Как-то летом, подойдя к калитке, я увидела пару[96] – мужчину и женщину. Мужчина сказал, что они смотрят на эту дачу, где живет замечательный поэт. Жена его Зоя Афанасьевна Масленикова – скульпторша, и она хотела бы лепить Бориса Леонидовича. Надо сказать, что Боря всегда отказывался позировать художникам и скульпторам. Но З. А. обещала сделать быстро и работать частично по фотографиям и попросила меня поговорить с Борей. Я пришла к нему и сказала, что это очень приятная пара, они знают его стихи и очень просят его попозировать. Он согласился и назначил прийти через два дня. Дал он согласие, наверное, потому, что мы были одни и его тронуло, что в такое время нашлись люди, для которых он не был пугалом. Раз в неделю Боря позировал на веранде. Во время сеанса он очень много разговаривал, и было с кем отвести душу. Как он говорил, З. А. очень умная и интересная собеседница.

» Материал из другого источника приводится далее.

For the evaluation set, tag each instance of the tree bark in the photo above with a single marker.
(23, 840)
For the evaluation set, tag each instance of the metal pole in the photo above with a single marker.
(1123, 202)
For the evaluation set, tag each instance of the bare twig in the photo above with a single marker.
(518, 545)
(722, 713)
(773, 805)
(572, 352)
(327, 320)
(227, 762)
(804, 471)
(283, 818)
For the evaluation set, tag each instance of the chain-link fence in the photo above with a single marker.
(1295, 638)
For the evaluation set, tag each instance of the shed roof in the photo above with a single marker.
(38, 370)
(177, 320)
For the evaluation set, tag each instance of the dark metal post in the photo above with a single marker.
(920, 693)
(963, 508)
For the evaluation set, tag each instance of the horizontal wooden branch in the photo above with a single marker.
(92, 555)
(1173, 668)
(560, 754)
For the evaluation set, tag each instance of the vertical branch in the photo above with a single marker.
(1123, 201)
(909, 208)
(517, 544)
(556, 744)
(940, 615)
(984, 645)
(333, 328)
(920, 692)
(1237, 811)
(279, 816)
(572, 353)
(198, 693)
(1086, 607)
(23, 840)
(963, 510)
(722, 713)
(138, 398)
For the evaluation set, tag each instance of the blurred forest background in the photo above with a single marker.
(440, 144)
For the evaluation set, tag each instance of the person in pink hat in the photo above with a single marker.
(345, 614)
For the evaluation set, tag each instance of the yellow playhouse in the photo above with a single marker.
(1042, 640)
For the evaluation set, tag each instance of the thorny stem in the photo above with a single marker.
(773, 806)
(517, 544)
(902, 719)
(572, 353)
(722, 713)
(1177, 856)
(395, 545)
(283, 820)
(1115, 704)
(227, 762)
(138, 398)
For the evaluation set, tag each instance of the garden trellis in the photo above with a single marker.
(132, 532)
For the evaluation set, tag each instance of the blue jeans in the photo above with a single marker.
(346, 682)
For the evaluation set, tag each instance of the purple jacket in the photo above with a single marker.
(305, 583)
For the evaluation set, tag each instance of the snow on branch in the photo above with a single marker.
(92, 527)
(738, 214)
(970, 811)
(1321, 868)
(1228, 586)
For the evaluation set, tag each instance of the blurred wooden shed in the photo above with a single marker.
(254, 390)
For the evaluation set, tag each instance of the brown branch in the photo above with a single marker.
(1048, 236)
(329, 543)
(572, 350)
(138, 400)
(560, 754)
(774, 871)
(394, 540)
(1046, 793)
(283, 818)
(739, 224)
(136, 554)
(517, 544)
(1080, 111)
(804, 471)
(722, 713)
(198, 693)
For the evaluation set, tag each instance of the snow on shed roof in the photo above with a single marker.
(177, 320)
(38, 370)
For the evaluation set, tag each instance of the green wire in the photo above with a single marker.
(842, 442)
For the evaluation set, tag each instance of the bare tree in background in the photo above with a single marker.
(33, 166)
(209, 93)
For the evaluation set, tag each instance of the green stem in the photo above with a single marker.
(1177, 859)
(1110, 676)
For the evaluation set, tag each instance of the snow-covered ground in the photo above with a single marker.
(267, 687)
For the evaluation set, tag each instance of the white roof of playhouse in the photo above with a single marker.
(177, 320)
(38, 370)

Двадцать четвертого октября, в Зинаидин день, у нас бывало шумно и наезжало много гостей. Незадолго до этого к нам приехала гостить Н.А. Табидзе. Я отправилась с ней в город за покупками к именинам. Когда мы вышли из машины в Москве, к нам подошел один знакомый Нины Александровны. Оказалось, он слышал по радио о присуждении Пастернаку Нобелевской премии. И. А. очень обрадовалась, а меня это известие ошеломило. Я была взволнована, предвидя большую неприятность для нас. Приехав в Переделкино, мы тотчас же рассказали об этом Боре, он обрадовался и тут же спросил, почему я такая печальная. Я рассказала ему о своих опасениях и о том, что, по-моему, присуждение Нобелевской премии вызовет большой скандал в нашей стране.

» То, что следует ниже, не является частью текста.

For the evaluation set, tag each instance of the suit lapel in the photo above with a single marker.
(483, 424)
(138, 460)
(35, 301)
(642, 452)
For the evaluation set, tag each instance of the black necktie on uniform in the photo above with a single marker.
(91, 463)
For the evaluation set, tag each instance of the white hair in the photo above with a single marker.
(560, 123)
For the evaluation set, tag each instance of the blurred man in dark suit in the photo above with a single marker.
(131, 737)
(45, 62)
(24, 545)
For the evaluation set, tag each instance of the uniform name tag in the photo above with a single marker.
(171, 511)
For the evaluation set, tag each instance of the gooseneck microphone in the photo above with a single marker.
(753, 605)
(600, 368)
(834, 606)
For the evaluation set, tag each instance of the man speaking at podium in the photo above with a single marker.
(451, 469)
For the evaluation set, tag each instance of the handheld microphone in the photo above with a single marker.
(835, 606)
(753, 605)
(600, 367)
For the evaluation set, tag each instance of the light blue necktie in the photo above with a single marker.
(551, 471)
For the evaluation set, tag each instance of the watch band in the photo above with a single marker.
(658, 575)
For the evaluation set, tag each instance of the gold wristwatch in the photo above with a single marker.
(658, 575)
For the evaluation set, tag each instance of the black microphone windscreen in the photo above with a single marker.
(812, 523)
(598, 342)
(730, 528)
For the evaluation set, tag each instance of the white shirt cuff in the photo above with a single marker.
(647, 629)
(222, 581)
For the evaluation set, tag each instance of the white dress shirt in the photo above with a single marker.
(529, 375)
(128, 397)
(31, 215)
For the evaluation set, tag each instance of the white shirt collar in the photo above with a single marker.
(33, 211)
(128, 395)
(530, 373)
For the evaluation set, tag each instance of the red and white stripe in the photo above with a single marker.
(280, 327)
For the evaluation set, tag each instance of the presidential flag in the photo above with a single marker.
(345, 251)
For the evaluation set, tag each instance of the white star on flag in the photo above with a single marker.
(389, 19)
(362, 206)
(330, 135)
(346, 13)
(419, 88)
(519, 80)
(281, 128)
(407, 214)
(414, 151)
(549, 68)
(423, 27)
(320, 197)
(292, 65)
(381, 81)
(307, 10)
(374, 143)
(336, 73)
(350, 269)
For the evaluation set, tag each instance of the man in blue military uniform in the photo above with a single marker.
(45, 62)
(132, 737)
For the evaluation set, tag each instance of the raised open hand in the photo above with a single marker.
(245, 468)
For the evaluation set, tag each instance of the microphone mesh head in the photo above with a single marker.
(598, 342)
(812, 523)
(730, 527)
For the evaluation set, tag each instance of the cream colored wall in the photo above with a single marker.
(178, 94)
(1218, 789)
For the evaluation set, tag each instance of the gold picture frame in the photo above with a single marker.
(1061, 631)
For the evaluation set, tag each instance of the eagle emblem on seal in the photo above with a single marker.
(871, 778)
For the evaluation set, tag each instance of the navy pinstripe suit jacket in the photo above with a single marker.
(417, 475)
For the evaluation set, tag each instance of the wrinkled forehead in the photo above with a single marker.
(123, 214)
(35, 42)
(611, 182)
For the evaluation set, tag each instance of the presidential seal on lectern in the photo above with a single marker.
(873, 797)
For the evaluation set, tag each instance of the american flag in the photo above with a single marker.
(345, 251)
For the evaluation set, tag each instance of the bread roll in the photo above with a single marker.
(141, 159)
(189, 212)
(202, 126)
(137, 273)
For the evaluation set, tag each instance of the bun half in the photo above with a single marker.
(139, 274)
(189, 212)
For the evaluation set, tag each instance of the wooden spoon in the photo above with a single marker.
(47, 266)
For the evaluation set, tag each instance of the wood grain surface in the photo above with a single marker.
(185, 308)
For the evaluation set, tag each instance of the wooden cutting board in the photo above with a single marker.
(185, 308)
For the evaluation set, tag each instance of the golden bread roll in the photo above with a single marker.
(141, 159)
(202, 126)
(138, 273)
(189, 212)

В эту же ночь, с двадцать третьего на двадцать четвертое, когда я уже была в постели, пришли Ивановы поздравить нас с Нобелевской премией. Я даже не встала, и когда они стояли на пороге моей спальни, я им сказала, что не предвижу ничего хорошего и все будет очень страшно. Они меня успокаивали, говорили, что я не понимаю этой чести, и даже если здесь будут неприятности, то все равно – это все заслуженно. Какое-то предчувствие говорило мне, что это будет его концом. Разве они понимали, как я хотела, чтобы Боря подольше жил, побольше работал, и как дорога мне его жизнь! Всем своим существом я поняла, что теперь заварится каша и вокруг этого дела начнется холодная война, тут будут бить его, а на Западе этим пользоваться в своих интересах.

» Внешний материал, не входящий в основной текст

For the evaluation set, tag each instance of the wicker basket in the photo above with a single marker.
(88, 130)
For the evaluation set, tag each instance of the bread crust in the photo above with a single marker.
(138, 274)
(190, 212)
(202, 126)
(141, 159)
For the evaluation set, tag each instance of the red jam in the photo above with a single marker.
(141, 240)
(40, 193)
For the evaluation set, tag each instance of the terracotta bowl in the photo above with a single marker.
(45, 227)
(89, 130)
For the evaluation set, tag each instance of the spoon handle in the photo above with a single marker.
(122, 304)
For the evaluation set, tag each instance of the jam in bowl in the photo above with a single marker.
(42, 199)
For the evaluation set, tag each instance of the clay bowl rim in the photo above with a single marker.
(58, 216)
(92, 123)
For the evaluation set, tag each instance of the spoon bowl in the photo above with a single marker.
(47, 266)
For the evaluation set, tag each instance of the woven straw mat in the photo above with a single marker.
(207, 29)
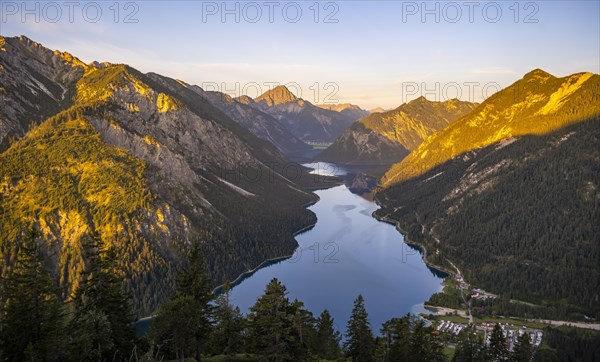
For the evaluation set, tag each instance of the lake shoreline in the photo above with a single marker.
(422, 249)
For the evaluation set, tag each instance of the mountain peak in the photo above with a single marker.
(245, 100)
(276, 96)
(538, 74)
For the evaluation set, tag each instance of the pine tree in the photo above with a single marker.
(195, 282)
(271, 327)
(100, 295)
(32, 323)
(360, 343)
(327, 339)
(92, 336)
(227, 337)
(175, 326)
(470, 347)
(522, 352)
(497, 348)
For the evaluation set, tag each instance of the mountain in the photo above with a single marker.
(303, 119)
(536, 104)
(509, 195)
(145, 163)
(377, 110)
(518, 218)
(347, 109)
(386, 138)
(32, 87)
(259, 123)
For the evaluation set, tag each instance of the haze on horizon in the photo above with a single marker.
(367, 53)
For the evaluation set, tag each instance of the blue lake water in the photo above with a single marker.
(347, 252)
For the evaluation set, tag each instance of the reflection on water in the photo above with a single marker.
(347, 253)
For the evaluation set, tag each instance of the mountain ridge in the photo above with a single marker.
(385, 138)
(535, 104)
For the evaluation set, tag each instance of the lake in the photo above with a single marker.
(347, 253)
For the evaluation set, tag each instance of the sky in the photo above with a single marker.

Двадцать четвертого утром, в ожидании гостей по случаю именин, я занялась пирогами. Вошел Федин и зло ухмыльнулся, покосясь на мои пироги. Он отлично знал про Зинаидин день, бывая ежегодно в числе гостей. Но тут он, видно, забыл про именины и решил, что праздноваться будет премия. Он сухо со мной поздоровался, забыв меня поздравить с именинами и с премией, чем очень удивил меня, так как это был человек почти европейски воспитанный.
Он прошел к Боре в кабинет, и там состоялось короткое, но шумное объяснение. Не зная о содержании беседы, я не удержалась и, когда он уходил, спросила его, что же он не поздравил нас с премией, разве он не знает о ней? «Знаю, – ответил он, – положение ужасное!» «Для Союза писателей? – спросила я. – Да, я понимаю, для Союза все вышло неудобно».
Боря спустился злым и возмущенным и рассказал, что Федин приходил убедить его отказаться от премии[97], тогда все будет тихо и спокойно, а если не откажется, то начнутся неприятные последствия, которых он, Федин, не сможет предотвратить.
Боря говорил, что ни в коем случае не откажется и не верит, что это предотвратит неприятности. С утра в этот день стали прибывать поздравительные телеграммы и приезжать корреспонденты. В их числе оказался русский фотокорреспондент А.В. Лихоталь, который в эти тяжелые дни стал часто у нас бывать. В этот же день к нам пришел Корней Иванович Чуковский, и его тоже стали фотографировать. <…>
Двадцать четвертого все было благополучно и тихо. Боря был занят целый день чтением телеграмм, не только из-за границы, но и от русских. Сельвинский, например, написал о своей радости и гордости по поводу премии, которую он считал вполне заслуженной. Было несколько телеграмм из Грузии.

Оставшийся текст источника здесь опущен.